En novembre 2005, Julie Decroix et Maël de Calan, les deux responsables de la formation 'Jeunes populaires de Paris' de l'UMP, décident de quitter la structure, faisaient connaître publiquement les pressions qui ont été exercées sur eux. Ils furent suivis de Marie Guévenoux, présidente de cette formation, qui fut peu de temps après également forcée à la démission pour être remplacée par quelqu'un de plus coopératif. Ils ont ouvert le forum "Cybermilitant" pour communiquer librement sur ce qui se passait au sein de l'organisation. Avec plus de 3000 membres il devient rapidement le forum de référence pour les jeunes militants UMP qui souhaitaient émettrent des avis critiques. La direction de l'UMP a obtenu sa fermeture quelques mois plus tard.
  
Raphaëlle Picard, pigiste à l'AFP est frappée d'interdiction professionnelle pour avoir relaté l'intervention policière du 4 octobre 2006 dans la cité des Mureaux. Elle rapportait les témoignages des habitants qui ont été violentés et braqués par les forces de l'ordre, dont de très jeunes enfants.
  
En août 2005, Paris Match avait publié une photo montrant l'épouse du ministre de l'Intérieur, Cécilia Sarkozy, en compagnie de son amant, le président de Publicis Events Worldwide d'origine marocaine Richard Attias.
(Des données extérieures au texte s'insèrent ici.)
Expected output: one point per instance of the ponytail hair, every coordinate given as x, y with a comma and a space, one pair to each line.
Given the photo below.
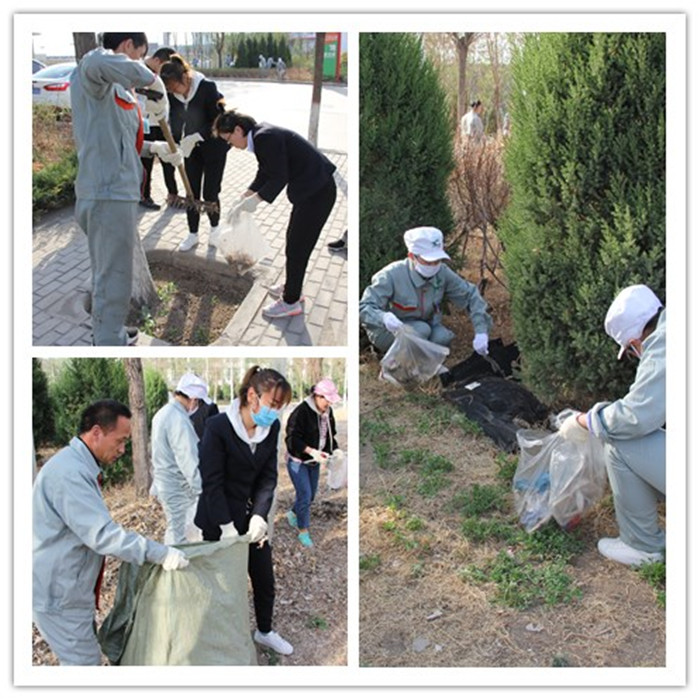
263, 380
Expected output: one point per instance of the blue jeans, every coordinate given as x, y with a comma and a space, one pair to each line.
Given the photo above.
305, 477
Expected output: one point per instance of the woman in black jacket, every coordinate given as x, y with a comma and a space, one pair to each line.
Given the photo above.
284, 159
238, 462
310, 441
195, 104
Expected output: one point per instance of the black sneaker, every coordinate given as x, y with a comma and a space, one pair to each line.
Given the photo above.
148, 203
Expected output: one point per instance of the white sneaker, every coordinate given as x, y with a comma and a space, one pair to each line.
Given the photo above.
274, 641
189, 242
616, 550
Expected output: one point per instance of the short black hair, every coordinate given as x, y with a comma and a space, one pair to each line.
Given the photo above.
104, 413
111, 40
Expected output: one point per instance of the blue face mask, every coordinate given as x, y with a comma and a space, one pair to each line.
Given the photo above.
265, 416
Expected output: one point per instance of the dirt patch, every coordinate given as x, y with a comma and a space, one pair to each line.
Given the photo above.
193, 308
311, 585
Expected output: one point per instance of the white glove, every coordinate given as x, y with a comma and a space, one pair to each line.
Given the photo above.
318, 456
189, 142
481, 343
162, 150
174, 559
228, 530
572, 430
391, 323
257, 528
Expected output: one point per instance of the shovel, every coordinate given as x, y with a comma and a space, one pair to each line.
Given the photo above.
188, 202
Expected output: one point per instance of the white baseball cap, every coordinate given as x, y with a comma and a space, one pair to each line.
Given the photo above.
631, 310
426, 242
193, 387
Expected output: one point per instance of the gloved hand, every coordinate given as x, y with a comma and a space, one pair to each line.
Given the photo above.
318, 456
481, 343
189, 142
391, 323
228, 530
174, 559
572, 430
162, 150
257, 528
157, 108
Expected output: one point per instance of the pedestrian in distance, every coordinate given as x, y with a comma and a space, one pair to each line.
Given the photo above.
195, 106
175, 457
411, 292
311, 440
284, 159
109, 139
238, 464
633, 428
73, 532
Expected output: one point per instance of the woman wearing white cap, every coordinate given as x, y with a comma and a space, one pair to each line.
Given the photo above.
632, 428
174, 452
310, 442
411, 292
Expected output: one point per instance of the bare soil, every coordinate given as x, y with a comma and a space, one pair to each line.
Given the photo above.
194, 309
416, 610
311, 584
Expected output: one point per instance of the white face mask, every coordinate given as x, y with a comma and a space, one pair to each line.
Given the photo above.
426, 271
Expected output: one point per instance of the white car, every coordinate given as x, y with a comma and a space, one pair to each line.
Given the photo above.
51, 85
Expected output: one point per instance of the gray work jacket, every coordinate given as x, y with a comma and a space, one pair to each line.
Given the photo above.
107, 125
400, 289
643, 409
73, 531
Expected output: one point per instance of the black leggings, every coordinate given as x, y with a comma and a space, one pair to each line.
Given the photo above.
205, 171
305, 224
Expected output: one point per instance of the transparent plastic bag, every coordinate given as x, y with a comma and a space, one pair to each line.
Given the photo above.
337, 470
412, 359
557, 478
241, 242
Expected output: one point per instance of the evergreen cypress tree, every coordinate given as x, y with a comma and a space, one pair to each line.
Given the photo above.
586, 164
405, 147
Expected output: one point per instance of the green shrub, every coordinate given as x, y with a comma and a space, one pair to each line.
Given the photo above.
586, 165
405, 147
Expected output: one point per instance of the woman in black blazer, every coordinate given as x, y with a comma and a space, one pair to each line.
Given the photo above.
238, 458
194, 106
284, 159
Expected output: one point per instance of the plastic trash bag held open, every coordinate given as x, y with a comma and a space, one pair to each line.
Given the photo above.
557, 478
412, 359
242, 243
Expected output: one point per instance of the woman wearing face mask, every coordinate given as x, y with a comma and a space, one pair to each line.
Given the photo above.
176, 480
310, 441
238, 464
411, 292
194, 106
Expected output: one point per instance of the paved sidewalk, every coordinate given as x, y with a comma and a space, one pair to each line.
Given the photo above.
61, 268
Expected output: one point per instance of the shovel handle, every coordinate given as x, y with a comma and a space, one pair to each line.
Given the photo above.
173, 148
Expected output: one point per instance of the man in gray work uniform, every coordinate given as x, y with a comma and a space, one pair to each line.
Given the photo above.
73, 531
108, 133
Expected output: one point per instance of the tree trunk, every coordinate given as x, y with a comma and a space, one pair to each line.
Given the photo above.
82, 43
318, 83
139, 426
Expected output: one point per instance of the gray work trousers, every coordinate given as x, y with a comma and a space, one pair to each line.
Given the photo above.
71, 636
110, 226
637, 474
382, 339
Le ministre de l'Intérieur avait alors demandé à son ami et directeur du journal, Arnaud Lagardère, le licenciement du directeur de la publication Alain Genestar. Il le sera en juin 2006.
  
Serge Portelli, magistrat, vice-président au tribunal de Paris, président de la 12e Chambre correctionnelle, venait de rédiger un nouvel ouvrage : 'Ruptures', dressant le bilan des cinq ans de Sarkozy passé au gouvernement. Au dernier moment, l'éditeur a renoncé à publier ce texte, ne laissant plus le temps à un nouvel éditeur de le faire paraître avant l'élection présidentielle. L'ouvrage est disponible sur Internet.